Der Zauber von Berlin

Ana_Hutmacher

von Ana_Hutmacher

Story

Zum ersten Mal in der Hauptstadt war ich mit 17. Die Erinnerung daran ist schon etwas verblasst und besteht aus Schlaglichtern:

Aus einem ersten Schlaglicht, als ich auf einem verlassenen Autobahnparkplatz in aller Herrgottsfrühe in einen Reisebus steige – voller Aufregung auf das Internationale Deutsche Turnfest in Berlin. Pausen an anonymen Raststätten. Meine Beteiligung an hochgradig peinlichen Workout-Einlagen an den unmöglichsten Plätzen. Unser Gekicher. Wegen des heißen Turners, der mit uns im Bus sitzt. Wegen der vielen fremden Leute. Wegen, na ja, so ziemlich allem eigentlich.

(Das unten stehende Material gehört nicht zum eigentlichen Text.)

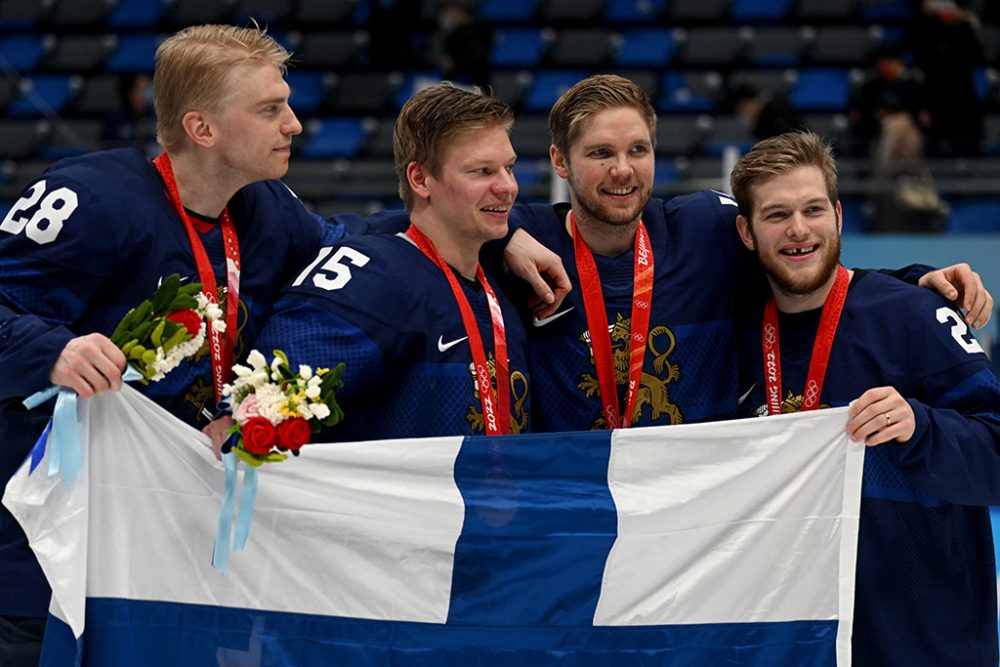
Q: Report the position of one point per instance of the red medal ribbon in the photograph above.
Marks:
(597, 322)
(822, 346)
(221, 347)
(496, 406)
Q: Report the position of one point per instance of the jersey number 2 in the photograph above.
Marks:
(335, 272)
(53, 210)
(959, 330)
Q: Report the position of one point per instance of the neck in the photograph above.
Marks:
(603, 238)
(203, 188)
(458, 253)
(788, 302)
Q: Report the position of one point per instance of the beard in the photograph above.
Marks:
(795, 283)
(594, 209)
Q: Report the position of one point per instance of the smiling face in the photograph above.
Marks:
(794, 229)
(609, 167)
(471, 195)
(253, 125)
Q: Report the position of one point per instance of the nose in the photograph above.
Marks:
(292, 126)
(505, 185)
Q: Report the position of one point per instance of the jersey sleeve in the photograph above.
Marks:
(57, 251)
(954, 452)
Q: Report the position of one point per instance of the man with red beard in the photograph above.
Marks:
(917, 383)
(646, 336)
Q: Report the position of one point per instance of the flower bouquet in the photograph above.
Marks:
(161, 332)
(276, 410)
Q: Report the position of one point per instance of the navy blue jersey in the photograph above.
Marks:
(88, 240)
(926, 581)
(689, 374)
(378, 305)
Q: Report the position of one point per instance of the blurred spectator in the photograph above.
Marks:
(945, 40)
(464, 43)
(771, 113)
(887, 119)
(133, 123)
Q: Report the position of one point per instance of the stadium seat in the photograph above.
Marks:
(331, 138)
(506, 12)
(520, 47)
(547, 86)
(580, 47)
(135, 52)
(363, 93)
(330, 50)
(44, 94)
(974, 216)
(136, 14)
(530, 136)
(21, 53)
(630, 12)
(691, 92)
(774, 46)
(759, 11)
(567, 11)
(79, 53)
(326, 12)
(711, 46)
(844, 45)
(645, 47)
(822, 89)
(20, 139)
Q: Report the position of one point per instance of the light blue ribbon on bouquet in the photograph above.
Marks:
(62, 434)
(248, 498)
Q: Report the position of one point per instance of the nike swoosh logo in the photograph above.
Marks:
(444, 347)
(542, 322)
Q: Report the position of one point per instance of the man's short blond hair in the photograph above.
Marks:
(193, 67)
(590, 96)
(779, 155)
(432, 119)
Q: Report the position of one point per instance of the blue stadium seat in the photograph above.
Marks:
(136, 14)
(44, 94)
(134, 53)
(634, 11)
(331, 138)
(500, 12)
(645, 47)
(974, 216)
(548, 86)
(21, 53)
(759, 11)
(519, 47)
(822, 89)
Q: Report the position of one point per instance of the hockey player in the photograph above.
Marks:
(646, 335)
(922, 396)
(431, 346)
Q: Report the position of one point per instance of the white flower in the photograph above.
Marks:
(256, 360)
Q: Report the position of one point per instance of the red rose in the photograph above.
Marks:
(293, 433)
(259, 435)
(187, 318)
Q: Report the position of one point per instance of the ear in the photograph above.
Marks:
(559, 162)
(743, 227)
(198, 129)
(417, 176)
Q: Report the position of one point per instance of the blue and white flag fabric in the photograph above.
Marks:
(716, 544)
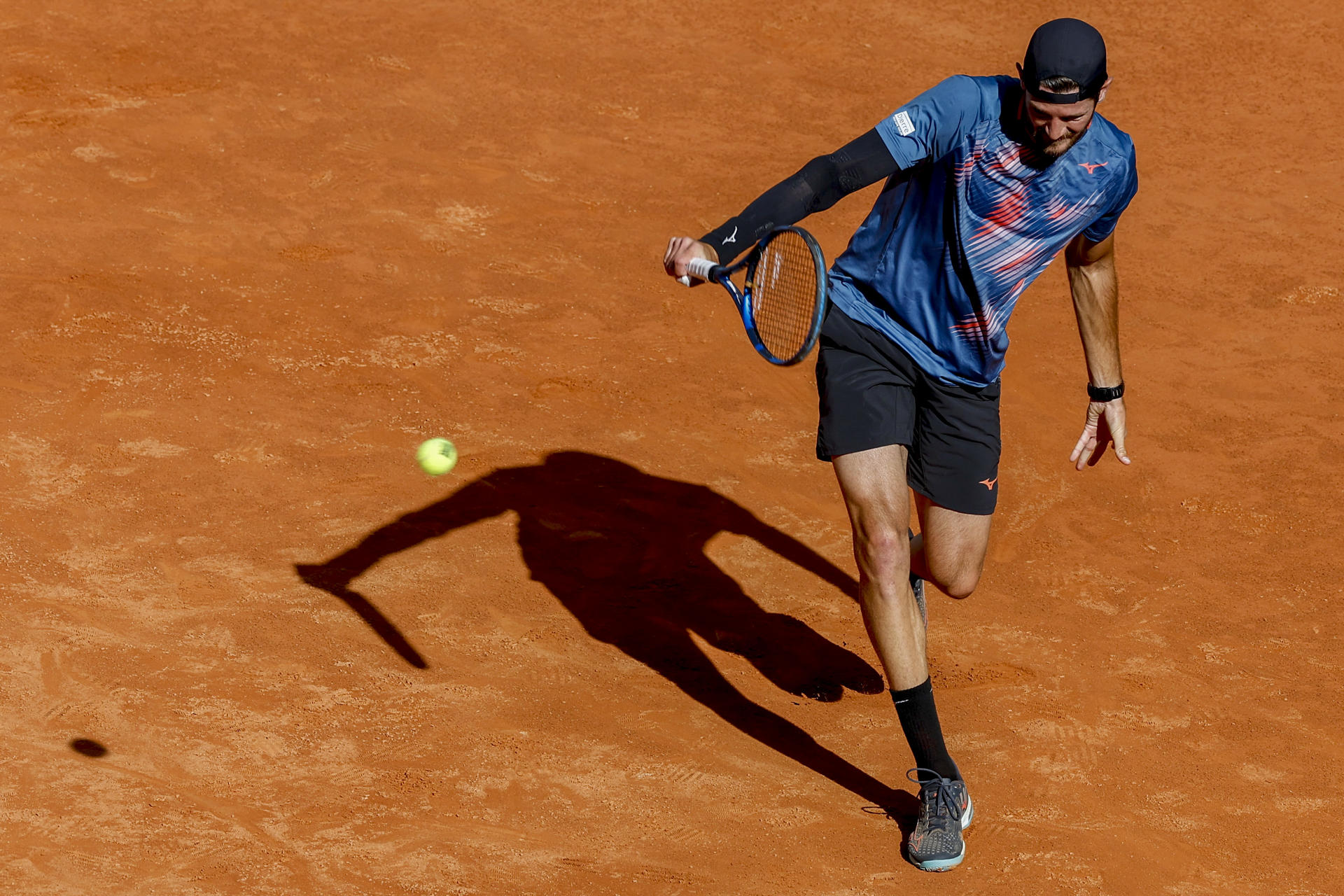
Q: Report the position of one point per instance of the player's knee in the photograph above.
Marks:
(961, 583)
(883, 550)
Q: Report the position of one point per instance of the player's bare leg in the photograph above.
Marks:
(878, 498)
(951, 547)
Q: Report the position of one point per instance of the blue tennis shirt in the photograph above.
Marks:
(952, 244)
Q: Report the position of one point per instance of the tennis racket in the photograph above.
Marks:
(784, 296)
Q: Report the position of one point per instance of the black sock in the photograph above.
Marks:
(924, 734)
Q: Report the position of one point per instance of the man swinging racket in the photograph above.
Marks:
(987, 181)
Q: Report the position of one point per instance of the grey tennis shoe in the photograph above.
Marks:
(945, 811)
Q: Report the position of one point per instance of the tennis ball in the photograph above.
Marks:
(436, 456)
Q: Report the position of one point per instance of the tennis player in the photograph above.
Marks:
(987, 181)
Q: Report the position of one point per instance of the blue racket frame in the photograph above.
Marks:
(722, 276)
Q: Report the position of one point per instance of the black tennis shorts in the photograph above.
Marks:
(873, 394)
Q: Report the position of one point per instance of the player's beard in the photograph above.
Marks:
(1057, 148)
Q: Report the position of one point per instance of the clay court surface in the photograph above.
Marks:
(255, 251)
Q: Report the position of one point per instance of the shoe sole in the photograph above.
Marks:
(948, 864)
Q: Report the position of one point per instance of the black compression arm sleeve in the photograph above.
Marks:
(818, 186)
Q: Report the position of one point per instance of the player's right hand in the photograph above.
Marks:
(682, 250)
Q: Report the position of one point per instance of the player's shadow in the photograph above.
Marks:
(624, 552)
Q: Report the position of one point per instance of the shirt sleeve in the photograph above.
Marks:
(932, 124)
(1105, 225)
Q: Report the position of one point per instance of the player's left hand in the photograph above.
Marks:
(1105, 426)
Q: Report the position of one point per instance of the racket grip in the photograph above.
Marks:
(699, 269)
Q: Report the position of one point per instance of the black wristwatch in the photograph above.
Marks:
(1108, 394)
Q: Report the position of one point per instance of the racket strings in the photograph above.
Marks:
(784, 295)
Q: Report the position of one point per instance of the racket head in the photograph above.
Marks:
(785, 296)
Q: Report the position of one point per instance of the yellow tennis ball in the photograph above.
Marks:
(436, 456)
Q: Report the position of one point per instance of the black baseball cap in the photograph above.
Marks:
(1070, 49)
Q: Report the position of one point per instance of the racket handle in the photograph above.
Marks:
(699, 269)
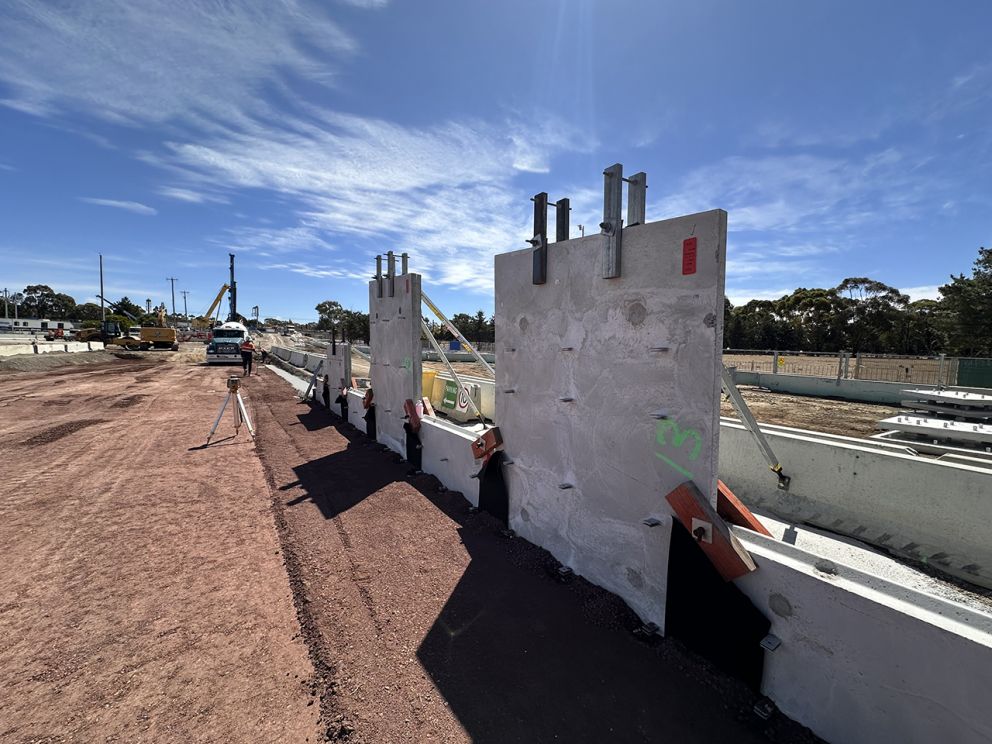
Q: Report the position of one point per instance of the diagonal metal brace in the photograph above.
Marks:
(752, 426)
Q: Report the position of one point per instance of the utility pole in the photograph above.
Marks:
(233, 315)
(103, 309)
(172, 280)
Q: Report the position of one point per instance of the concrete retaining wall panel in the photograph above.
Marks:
(395, 369)
(917, 507)
(625, 350)
(447, 454)
(356, 414)
(15, 349)
(863, 660)
(337, 364)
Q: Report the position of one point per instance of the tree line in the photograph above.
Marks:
(858, 315)
(864, 315)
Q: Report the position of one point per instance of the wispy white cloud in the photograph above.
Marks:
(445, 192)
(926, 292)
(160, 60)
(316, 271)
(188, 195)
(136, 207)
(366, 4)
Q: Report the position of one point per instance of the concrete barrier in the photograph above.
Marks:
(865, 391)
(920, 508)
(447, 454)
(863, 659)
(15, 349)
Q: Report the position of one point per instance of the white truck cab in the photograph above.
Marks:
(225, 342)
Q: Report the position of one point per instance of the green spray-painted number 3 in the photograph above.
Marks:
(678, 440)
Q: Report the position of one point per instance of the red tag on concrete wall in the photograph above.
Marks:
(688, 256)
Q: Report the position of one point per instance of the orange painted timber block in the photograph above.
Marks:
(486, 444)
(733, 510)
(711, 532)
(410, 409)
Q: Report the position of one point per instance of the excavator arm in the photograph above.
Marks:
(216, 302)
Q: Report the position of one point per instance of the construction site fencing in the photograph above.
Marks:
(842, 365)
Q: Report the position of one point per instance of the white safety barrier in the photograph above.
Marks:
(863, 659)
(925, 509)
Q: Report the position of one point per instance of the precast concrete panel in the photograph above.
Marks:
(337, 366)
(608, 396)
(395, 366)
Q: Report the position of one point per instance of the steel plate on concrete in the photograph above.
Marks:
(337, 366)
(608, 396)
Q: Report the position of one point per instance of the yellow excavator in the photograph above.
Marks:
(206, 321)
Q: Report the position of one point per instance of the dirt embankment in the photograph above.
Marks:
(816, 414)
(427, 624)
(142, 591)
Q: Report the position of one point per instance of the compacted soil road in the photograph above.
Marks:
(427, 624)
(142, 590)
(302, 587)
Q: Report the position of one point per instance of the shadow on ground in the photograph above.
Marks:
(521, 656)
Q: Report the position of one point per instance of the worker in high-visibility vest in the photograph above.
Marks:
(247, 356)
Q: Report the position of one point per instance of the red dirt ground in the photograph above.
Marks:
(432, 626)
(142, 592)
(155, 590)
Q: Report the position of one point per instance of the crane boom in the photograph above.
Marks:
(216, 302)
(117, 308)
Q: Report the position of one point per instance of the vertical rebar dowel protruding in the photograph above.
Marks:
(562, 208)
(637, 193)
(540, 239)
(612, 224)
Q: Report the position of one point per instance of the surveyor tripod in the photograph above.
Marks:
(240, 413)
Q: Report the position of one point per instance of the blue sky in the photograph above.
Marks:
(843, 138)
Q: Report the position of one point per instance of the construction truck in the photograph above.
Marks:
(225, 342)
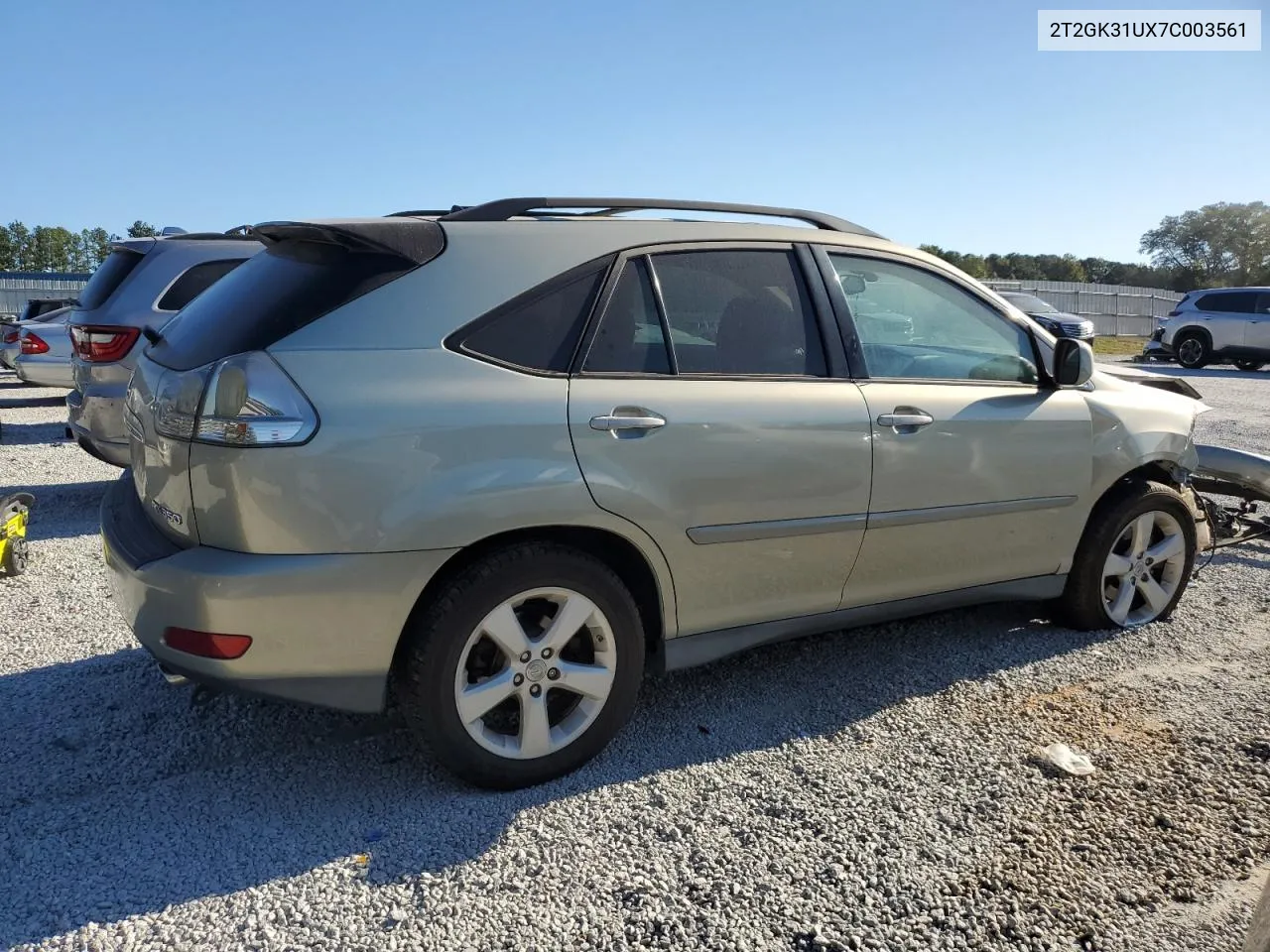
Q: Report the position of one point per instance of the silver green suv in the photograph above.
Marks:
(494, 463)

Das zweite Schlaglicht fällt auf ein Klassenzimmer einer Grundschule mitten in Marzahn. Auf die mitgebrachten Matratzen, auf denen wir versuchen, es uns gemütlich zu machen. Die nachts die Luft verlieren. Von denen wir im Schlaf herunterkullern. Um dann am nächsten Morgen mit steifem Nacken aufzuwachen. Nicht ganz so erfrischt für einen Tag, an dem wir Leistung bringen sollen. Noch weniger, als wir uns wenig später mit unserem Frühstück konfrontiert sehen: Schrippen. Mir wird heute noch ein bisschen übel, wenn ich an diese seltsam geratenen Milchbrötchen zurückdenke, die uns mit Wurst und Käse serviert worden sind. Was hätte ich nicht alles für einen richtigen Semmel getan!

Das dritte erhellt zwei Wachmänner, die vor unserem Speisesaal sitzen. Und mich, die ich mich an sie wende: ,,Wollt’s ihr au‘ no’n Kaffee?“ Eine Sekunde vergeht. Eine weitere. Keine Reaktion. Kein Blinzeln. Nur ein leicht irritiertes Starren aus zwei verschiedenen Paar Augen. Bis sich meine Wangen vor Scham röten und eine Erkenntnis in mein Bewusstsein sickert. Über meinen leichten Dialekt und den Dorfkind-Charme.

Im vierten Kegel ist ein Bus zu sehen. Eine S-Bahn. Eine U-Bahn. Viele verschiedene Leute, die viele verschiedene Leben leben. So viele an einem Ort. Wir schauen und schauen und schauen aus dem Fenster, die Straßen entlang, überallhin. Es ist faszinierend und doch fühlen wir uns ein bisschen erschlagen. Müde allein schon vom Zusehen. Ein bisschen fehl am Platz.

Das fünfte begleitet uns in Kaufhäuser, die so unfassbar groß sind, dass wir uns darin zu verlieren drohen. Zur obligatorischen Currywurst-Bude. In einen Essence-Maker-Shop. Zum Alex. Zum Brandenburger Tor. In einen Starbucks. Zum Checkpoint Charlie, an dem wir kichernd um ein Selfie mit einem der dort posierenden Soldaten bitten. Vorbei an wunderschöner Straßenkunst. Und natürlich ins Messe-Gelände. Vor allem ins Messe-Gelände. Denn dort fand das Turnfest schließlich statt.

Das zweite Mal war ich 21 und genoss jeden einzelnen Wimpernschlag.

Was an Berlin so bezaubernd sein soll? Vermutlich ist die Antwort so einfach wie kompliziert: In Berlin wohnen unfassbar viele Menschen. Unzählige machen sich Tag für Tag für Tag auf den Weg dorthin. Alle verbinden sie etwas mit dieser Stadt. Haben Erinnerungen, die mit ihr verknüpft sind. Und machen die ihn nicht aus? Den Zauber von Berlin.